Good stuff
Good summary of what we've known in the games industry for about five years (you wouldn't know it to listen to our "luminaries" like Carmack and Sweeney, though; they're still praying for salvation based on their old faith - which is hardly surprising given their legacy codebases, but still).
Effective large-scale parallel programs (e.g. games) seem to split in a recursive way. The top layer may be serial, then there may be a parallel layer underneath, then each part of the parallel layer may be serial again, with each serial part implemented by a parallel algorithm. Thus can we divvy up hundreds of cores within a single program.
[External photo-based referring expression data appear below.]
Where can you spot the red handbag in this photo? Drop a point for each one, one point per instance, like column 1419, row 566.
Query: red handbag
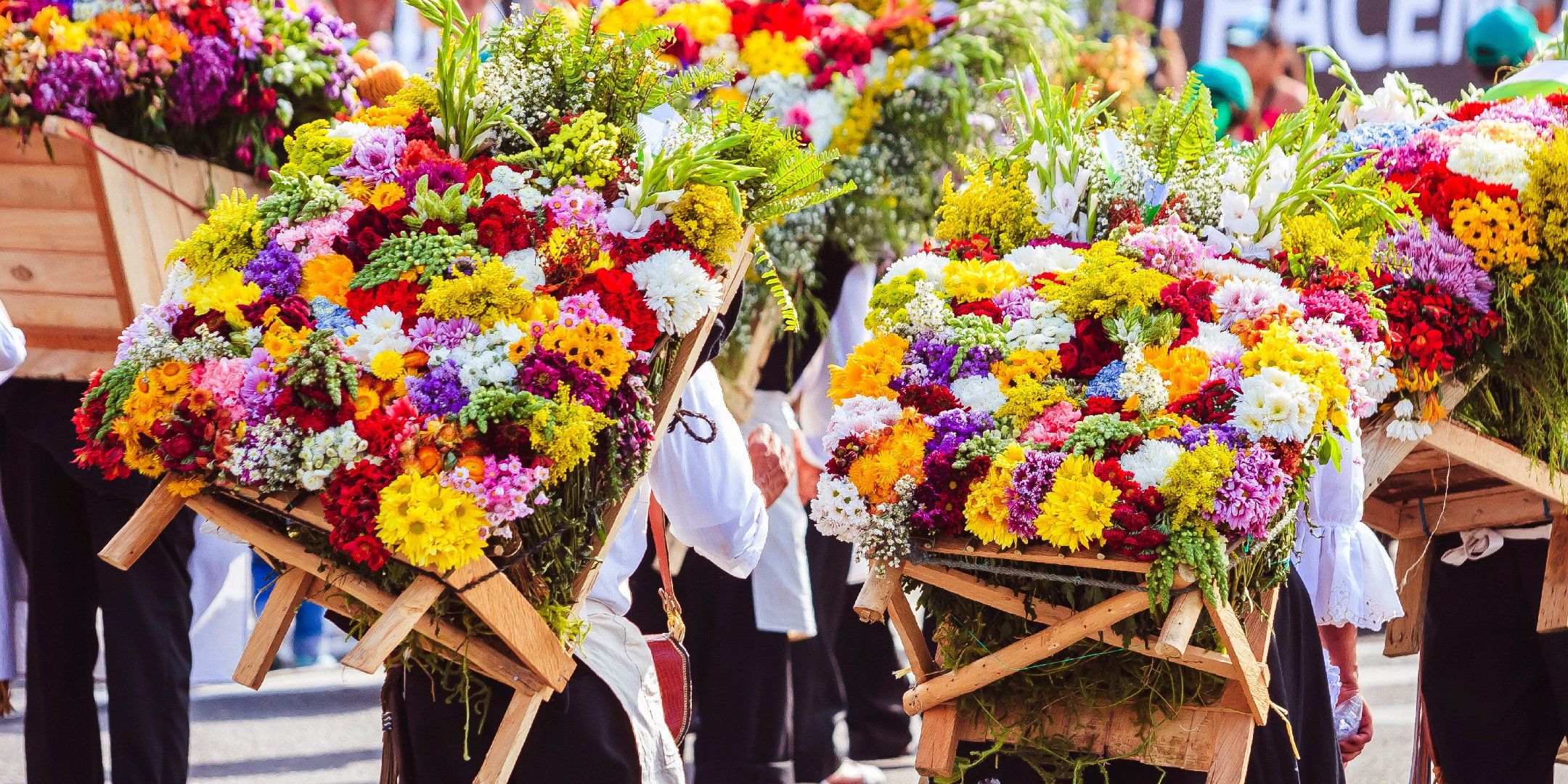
column 671, row 661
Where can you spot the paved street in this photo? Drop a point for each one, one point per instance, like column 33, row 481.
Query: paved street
column 320, row 727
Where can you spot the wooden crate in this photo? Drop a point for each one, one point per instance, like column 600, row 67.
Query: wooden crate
column 1214, row 739
column 89, row 220
column 529, row 658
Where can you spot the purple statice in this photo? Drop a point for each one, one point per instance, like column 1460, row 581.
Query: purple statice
column 927, row 361
column 74, row 81
column 576, row 208
column 331, row 316
column 1032, row 481
column 1015, row 301
column 375, row 158
column 954, row 427
column 1108, row 383
column 1443, row 259
column 1251, row 496
column 439, row 393
column 1193, row 436
column 1339, row 308
column 977, row 361
column 433, row 333
column 438, row 174
column 203, row 82
column 245, row 24
column 275, row 270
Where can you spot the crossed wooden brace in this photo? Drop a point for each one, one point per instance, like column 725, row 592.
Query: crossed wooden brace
column 1214, row 739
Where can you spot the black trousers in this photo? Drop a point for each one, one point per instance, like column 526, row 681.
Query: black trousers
column 1496, row 690
column 1299, row 684
column 581, row 734
column 60, row 518
column 740, row 681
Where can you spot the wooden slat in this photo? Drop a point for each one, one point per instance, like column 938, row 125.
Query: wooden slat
column 394, row 626
column 271, row 626
column 143, row 527
column 482, row 654
column 510, row 736
column 936, row 753
column 1554, row 589
column 28, row 271
column 1023, row 653
column 1037, row 554
column 46, row 187
column 1412, row 571
column 46, row 229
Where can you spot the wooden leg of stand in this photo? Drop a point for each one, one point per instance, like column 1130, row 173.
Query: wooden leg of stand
column 289, row 593
column 508, row 738
column 143, row 527
column 394, row 624
column 1554, row 592
column 1412, row 570
column 938, row 750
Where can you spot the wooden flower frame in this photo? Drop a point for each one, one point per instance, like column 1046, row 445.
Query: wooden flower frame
column 1214, row 739
column 524, row 654
column 89, row 220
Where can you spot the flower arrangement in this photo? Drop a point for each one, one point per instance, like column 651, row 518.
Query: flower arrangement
column 1123, row 340
column 1477, row 282
column 451, row 316
column 213, row 79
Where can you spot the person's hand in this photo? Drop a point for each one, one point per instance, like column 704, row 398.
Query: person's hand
column 1352, row 747
column 808, row 475
column 769, row 467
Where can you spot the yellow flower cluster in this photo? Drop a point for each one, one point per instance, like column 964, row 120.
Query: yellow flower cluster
column 228, row 240
column 869, row 369
column 708, row 220
column 1500, row 234
column 974, row 279
column 770, row 52
column 985, row 510
column 1078, row 508
column 996, row 206
column 430, row 524
column 897, row 454
column 491, row 294
column 592, row 347
column 1278, row 347
column 1106, row 285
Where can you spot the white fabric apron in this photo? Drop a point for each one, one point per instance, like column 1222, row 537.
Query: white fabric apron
column 616, row 653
An example might be:
Serial: Calculate each output frame of the game in turn
Parallel frame: Run simulation and rendering in parallel
Serial simulation: First calculate physics, then run AI
Parallel physics: Break the sparse matrix into chunks across many processors
Serial chunks: Run a standard single-threaded algorithm to evaluate a chunk
Unfortunately, the "productivity programmers" don't have a clear layer that belongs to them. Domain-specific knowledge is inserted at all levels.
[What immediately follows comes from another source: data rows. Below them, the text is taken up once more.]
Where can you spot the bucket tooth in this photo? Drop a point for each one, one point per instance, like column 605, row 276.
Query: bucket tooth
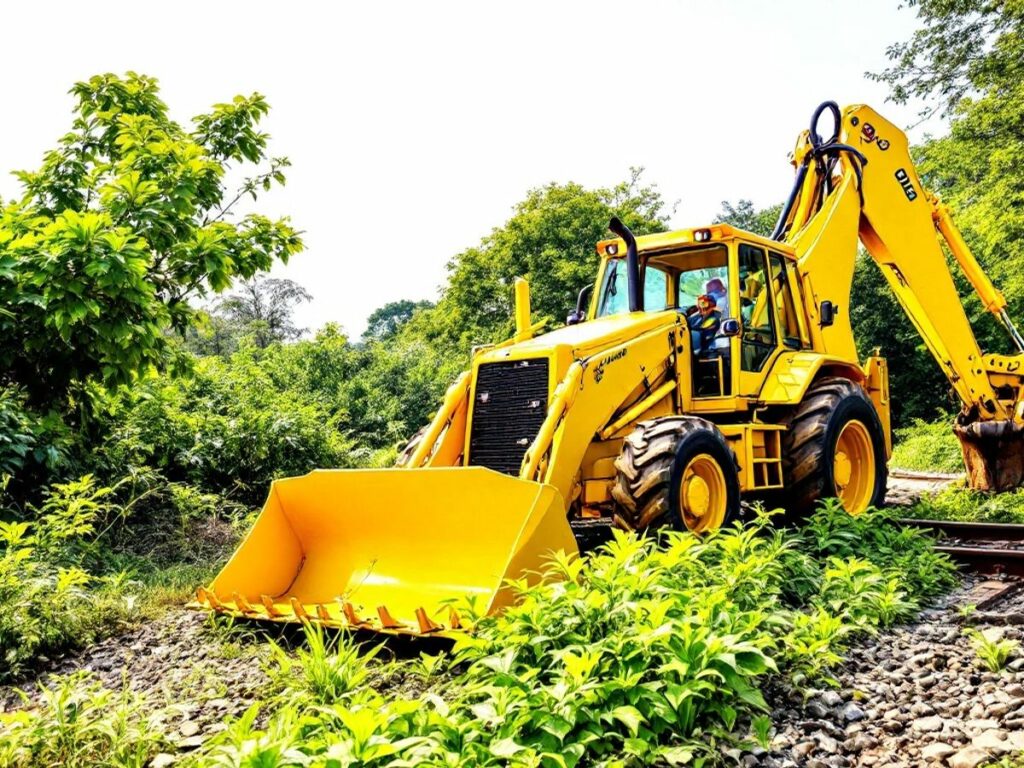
column 349, row 612
column 426, row 626
column 298, row 609
column 242, row 603
column 387, row 621
column 212, row 599
column 271, row 609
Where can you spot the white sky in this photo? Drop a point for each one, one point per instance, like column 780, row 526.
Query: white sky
column 414, row 128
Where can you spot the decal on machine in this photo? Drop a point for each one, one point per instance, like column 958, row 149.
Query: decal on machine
column 599, row 369
column 906, row 183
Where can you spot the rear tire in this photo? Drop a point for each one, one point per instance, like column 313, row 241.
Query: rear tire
column 835, row 448
column 676, row 472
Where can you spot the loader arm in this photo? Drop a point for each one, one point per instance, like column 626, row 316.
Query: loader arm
column 861, row 184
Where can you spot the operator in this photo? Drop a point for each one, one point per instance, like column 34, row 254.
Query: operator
column 705, row 324
column 716, row 289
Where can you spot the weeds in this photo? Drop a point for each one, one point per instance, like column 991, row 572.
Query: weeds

We want to avoid having the domain guys think too hard. Much customization (insertion of domain-specific knowledge) can be to do with data structures and "shaders" - small pieces of functional code which do raw data processing. But they will sometimes need to understand the parallel context this stuff runs in. The aim is to make this "sometimes" be as infrequent as possible, but this in itself requires the domain people to change their paradigm e.g. they can no longer just call out to other objects at will, because that doesn't scale. Their job still gets harder. I don't see how to avoid this.
Ironically, the lowest-level performance programmers still need to write the best single-threaded code for a given task. They are the only ones to escape the paradigm shift, despite being the best people to take it on board.